Прежде чем ответить, зондер-фюрер до краев наполнил свою кружку. Писаря в этот раз обошел.
– Отчего! – бросил он со злостью. – От твоих землячков. Они, а не пули сведут его в могилу. Нянчится с ними, как с маленькими… Поит и кормит… До самого аэродрома провожает. А чем отвечают ему эти киндеры? Одной-единственной радиограммой. Дальше – гробовое молчание. Можно подумать, что прыгают прямо в объятия чекистов. А шеф все ждет – надеется… Ну и, понятное дело, нервничает. Из себя выходит. Никогда еще я не видел его таким злым, желчным… Вы думаете, где он сейчас дольше всего пропадает? На мельде… мельде… – язык у зондер-фюрера начал заплетаться, и он не смог справиться с названием переправочного пункта. – Все встречать ездит. Хотя бы кто-нибудь вернулся.
– Так-таки никто и не пришел?
Вернер словно бы не расслышал, о чем его спросили, обеими руками потянулся к кружке, зажал ее в ладонях.

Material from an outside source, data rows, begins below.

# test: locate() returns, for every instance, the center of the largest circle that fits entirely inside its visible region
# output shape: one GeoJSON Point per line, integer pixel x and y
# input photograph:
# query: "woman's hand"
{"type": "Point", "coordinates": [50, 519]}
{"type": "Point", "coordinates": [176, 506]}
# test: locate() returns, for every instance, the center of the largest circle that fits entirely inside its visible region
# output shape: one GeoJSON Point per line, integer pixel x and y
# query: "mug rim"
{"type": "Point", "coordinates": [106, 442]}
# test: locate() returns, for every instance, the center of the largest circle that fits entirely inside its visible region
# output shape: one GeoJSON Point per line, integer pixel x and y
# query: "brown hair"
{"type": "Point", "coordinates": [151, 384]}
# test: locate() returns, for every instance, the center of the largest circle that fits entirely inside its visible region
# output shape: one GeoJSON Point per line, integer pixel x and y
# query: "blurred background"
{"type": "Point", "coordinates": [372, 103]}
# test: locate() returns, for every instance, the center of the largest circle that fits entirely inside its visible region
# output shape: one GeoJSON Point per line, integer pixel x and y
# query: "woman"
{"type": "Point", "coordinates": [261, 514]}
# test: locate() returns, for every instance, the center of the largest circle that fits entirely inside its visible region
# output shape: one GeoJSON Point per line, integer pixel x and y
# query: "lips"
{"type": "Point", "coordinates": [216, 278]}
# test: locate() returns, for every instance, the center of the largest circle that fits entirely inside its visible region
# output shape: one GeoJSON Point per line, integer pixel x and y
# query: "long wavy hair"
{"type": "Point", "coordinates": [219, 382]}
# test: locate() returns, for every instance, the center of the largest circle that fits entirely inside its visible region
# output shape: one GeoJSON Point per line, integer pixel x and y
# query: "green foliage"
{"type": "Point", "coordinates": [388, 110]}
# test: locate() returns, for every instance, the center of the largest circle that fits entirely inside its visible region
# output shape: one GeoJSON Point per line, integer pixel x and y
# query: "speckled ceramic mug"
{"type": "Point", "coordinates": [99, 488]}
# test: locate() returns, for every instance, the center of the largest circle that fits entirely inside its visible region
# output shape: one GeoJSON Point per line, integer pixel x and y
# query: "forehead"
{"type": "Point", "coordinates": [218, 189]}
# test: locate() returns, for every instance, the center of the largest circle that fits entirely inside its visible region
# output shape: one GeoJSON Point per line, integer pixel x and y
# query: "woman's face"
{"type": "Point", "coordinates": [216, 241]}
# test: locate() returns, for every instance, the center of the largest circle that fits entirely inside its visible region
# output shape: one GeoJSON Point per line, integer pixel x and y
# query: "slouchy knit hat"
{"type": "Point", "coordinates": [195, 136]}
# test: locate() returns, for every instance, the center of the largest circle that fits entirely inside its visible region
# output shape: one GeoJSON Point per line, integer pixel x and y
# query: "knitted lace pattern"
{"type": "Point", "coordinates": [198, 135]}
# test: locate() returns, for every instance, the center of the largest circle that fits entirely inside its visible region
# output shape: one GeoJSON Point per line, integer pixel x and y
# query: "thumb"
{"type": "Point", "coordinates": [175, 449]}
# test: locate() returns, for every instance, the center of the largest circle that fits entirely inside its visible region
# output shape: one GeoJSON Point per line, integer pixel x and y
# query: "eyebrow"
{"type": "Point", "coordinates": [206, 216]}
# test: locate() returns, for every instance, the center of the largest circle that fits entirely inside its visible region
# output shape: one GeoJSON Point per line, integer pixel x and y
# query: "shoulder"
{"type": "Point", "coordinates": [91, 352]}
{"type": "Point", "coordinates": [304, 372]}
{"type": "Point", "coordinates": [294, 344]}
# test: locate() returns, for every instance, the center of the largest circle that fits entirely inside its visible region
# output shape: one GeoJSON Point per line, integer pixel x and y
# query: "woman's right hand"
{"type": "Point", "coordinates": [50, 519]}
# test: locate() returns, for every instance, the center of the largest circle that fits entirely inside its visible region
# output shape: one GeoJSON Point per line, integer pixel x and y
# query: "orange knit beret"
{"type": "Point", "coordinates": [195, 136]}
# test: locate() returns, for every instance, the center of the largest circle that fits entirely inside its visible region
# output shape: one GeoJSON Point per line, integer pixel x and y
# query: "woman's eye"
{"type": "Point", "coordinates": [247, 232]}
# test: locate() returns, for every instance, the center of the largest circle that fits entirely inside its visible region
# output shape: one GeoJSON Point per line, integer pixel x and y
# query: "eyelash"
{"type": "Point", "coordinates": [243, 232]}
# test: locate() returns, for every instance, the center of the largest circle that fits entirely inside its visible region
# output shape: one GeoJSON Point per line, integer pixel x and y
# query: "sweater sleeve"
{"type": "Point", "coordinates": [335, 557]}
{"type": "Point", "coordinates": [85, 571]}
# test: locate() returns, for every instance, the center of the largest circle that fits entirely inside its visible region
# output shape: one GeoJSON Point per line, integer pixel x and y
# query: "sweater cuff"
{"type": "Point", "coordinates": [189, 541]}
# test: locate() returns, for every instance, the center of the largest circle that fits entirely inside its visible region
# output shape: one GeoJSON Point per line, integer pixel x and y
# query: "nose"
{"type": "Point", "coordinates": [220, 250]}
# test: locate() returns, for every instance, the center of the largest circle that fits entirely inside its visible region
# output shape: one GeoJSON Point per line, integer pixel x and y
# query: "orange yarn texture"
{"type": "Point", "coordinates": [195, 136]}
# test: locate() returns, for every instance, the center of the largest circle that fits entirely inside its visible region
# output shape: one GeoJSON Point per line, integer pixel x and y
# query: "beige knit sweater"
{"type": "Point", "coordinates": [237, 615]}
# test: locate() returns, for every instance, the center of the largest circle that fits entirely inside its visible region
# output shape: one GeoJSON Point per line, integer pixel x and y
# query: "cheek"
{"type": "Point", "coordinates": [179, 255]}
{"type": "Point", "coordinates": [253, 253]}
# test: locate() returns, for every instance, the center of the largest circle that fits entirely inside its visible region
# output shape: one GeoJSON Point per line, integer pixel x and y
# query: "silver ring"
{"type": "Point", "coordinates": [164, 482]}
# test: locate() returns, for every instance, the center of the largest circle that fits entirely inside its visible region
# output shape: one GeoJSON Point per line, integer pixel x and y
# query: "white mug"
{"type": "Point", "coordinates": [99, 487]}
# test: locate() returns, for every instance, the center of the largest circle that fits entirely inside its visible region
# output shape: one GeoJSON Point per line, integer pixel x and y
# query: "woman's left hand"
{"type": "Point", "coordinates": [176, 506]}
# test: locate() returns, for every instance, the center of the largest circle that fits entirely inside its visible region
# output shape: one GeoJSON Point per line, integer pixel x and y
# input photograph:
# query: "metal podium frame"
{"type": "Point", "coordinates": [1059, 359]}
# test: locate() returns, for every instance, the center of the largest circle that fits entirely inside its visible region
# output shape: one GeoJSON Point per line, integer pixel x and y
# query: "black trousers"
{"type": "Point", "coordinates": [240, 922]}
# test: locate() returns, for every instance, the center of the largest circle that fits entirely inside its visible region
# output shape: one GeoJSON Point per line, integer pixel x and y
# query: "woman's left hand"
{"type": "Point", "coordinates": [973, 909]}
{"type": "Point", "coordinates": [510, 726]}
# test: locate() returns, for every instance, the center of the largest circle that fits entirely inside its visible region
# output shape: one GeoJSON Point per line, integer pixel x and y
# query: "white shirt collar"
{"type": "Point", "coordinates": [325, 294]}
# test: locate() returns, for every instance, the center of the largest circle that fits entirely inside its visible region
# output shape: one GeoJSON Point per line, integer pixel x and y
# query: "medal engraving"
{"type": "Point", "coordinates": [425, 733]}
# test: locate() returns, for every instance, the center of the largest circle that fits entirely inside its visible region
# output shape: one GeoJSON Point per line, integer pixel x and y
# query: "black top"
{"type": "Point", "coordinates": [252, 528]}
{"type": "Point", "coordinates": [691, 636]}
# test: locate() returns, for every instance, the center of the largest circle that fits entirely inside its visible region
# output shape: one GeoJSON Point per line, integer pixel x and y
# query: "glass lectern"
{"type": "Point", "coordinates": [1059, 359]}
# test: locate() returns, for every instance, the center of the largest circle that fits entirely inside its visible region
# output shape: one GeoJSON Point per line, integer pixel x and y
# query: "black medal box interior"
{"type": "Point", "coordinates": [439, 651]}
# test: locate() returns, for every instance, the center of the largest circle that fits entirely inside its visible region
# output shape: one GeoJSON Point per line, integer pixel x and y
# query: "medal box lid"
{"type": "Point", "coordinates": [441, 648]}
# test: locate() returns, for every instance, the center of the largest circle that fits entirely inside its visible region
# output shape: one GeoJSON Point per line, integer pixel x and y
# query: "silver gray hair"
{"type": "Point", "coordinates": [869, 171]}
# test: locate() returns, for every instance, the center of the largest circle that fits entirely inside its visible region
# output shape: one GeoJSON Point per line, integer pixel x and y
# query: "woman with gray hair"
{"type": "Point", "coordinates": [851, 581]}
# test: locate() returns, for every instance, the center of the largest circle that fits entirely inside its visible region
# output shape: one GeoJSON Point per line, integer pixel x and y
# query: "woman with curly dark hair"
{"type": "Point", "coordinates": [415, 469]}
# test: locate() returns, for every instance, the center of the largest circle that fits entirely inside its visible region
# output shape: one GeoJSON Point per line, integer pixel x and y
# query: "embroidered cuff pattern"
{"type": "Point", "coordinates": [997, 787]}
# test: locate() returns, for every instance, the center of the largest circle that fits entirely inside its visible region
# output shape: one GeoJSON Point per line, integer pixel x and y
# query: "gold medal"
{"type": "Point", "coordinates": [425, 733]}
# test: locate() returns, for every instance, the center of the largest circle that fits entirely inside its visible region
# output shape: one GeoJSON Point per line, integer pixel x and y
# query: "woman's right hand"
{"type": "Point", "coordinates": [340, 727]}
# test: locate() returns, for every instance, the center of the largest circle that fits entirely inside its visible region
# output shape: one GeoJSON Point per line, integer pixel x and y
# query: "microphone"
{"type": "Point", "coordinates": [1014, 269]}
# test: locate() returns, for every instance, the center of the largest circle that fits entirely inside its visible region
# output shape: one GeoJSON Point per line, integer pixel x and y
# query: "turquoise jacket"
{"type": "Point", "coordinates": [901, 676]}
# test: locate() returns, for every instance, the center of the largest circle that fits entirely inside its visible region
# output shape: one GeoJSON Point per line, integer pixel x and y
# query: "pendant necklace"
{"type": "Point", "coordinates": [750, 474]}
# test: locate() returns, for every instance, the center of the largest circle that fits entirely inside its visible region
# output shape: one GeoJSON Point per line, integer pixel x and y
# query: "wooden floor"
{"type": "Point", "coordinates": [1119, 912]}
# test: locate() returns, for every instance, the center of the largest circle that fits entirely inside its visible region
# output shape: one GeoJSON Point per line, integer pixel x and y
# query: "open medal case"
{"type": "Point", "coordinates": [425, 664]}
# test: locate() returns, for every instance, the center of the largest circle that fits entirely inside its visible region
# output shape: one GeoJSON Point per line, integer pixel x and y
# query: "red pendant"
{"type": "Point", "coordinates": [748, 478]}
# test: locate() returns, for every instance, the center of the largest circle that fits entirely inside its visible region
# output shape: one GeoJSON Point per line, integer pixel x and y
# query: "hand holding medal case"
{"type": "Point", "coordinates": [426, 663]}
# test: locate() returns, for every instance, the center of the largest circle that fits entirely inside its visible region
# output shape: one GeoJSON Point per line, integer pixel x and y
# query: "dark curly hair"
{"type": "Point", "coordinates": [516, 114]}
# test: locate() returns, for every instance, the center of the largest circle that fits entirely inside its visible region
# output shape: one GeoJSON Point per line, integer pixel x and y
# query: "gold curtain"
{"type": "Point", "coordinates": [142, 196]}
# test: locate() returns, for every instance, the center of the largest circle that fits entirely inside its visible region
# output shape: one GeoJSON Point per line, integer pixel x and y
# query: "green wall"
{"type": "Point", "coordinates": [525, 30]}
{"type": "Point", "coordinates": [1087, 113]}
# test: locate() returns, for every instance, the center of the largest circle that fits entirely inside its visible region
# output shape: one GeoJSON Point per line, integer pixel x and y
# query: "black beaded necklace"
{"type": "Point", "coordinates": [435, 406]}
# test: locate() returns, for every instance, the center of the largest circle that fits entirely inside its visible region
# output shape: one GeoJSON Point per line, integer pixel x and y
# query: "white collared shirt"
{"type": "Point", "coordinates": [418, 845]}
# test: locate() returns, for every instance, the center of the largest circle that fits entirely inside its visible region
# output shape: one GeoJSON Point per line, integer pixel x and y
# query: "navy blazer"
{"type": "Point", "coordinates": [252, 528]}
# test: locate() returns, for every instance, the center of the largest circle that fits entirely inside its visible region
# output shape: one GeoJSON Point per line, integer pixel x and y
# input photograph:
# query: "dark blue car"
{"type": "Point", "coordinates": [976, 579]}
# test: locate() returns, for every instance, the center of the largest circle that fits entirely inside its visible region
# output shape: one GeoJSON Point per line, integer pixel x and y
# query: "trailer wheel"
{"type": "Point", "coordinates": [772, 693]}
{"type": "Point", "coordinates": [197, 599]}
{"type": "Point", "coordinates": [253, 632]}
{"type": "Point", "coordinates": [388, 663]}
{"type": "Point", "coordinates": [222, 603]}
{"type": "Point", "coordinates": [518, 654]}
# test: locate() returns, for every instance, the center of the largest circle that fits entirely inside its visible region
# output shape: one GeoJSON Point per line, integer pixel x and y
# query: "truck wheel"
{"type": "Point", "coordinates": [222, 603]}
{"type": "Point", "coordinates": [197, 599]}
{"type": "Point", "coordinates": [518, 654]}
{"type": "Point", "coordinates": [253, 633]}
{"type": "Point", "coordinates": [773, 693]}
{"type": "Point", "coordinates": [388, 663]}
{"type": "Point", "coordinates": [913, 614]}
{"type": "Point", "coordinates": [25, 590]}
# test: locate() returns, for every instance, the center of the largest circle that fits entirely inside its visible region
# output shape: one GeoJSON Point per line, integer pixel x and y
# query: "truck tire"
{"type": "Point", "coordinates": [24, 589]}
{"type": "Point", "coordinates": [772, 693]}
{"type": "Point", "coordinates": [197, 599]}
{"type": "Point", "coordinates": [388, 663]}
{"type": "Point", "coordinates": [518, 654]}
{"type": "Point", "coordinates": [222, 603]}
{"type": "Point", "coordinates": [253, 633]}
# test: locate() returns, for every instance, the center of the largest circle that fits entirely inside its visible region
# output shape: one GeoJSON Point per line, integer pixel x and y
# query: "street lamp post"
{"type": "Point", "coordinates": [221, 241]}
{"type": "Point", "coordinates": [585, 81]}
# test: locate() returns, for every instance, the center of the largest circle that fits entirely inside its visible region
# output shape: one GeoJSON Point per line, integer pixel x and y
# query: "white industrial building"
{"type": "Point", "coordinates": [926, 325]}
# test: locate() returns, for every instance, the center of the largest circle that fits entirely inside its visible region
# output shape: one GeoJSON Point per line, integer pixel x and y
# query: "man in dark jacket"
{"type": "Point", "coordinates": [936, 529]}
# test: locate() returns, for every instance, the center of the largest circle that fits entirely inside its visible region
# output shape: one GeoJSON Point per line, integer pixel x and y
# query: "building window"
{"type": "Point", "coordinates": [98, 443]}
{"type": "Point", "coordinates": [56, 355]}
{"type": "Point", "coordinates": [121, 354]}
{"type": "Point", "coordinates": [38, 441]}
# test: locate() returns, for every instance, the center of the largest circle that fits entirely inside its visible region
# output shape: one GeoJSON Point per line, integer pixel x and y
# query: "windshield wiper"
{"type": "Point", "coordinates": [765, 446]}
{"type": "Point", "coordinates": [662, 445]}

– Цените, писарь, истину… Все хотят знать истину, а где она – понятие не имеют. Я сам не имел, пока не прочитал одного вашего поэта. Вот только не могу вспомнить его фамилию. Голова сейчас несвежая.
– Пушкина?
– Нет, другого… Тоже настоящего… Не такого, каких теперь легко выдают за гениев… И у нас, и у вас… Дурачат нашего брата без зазрения совести. Он же пигмей, карлик, а его до небес поднимают. Даже при жизни. А почему? Да потому, что на стихах не принято ставить пробы. Как на золоте. Начни ставить сразу шарлатанов поубавится. – Он помолчал и затем торжественно произнес: – Итак, за здоровье моего шефа!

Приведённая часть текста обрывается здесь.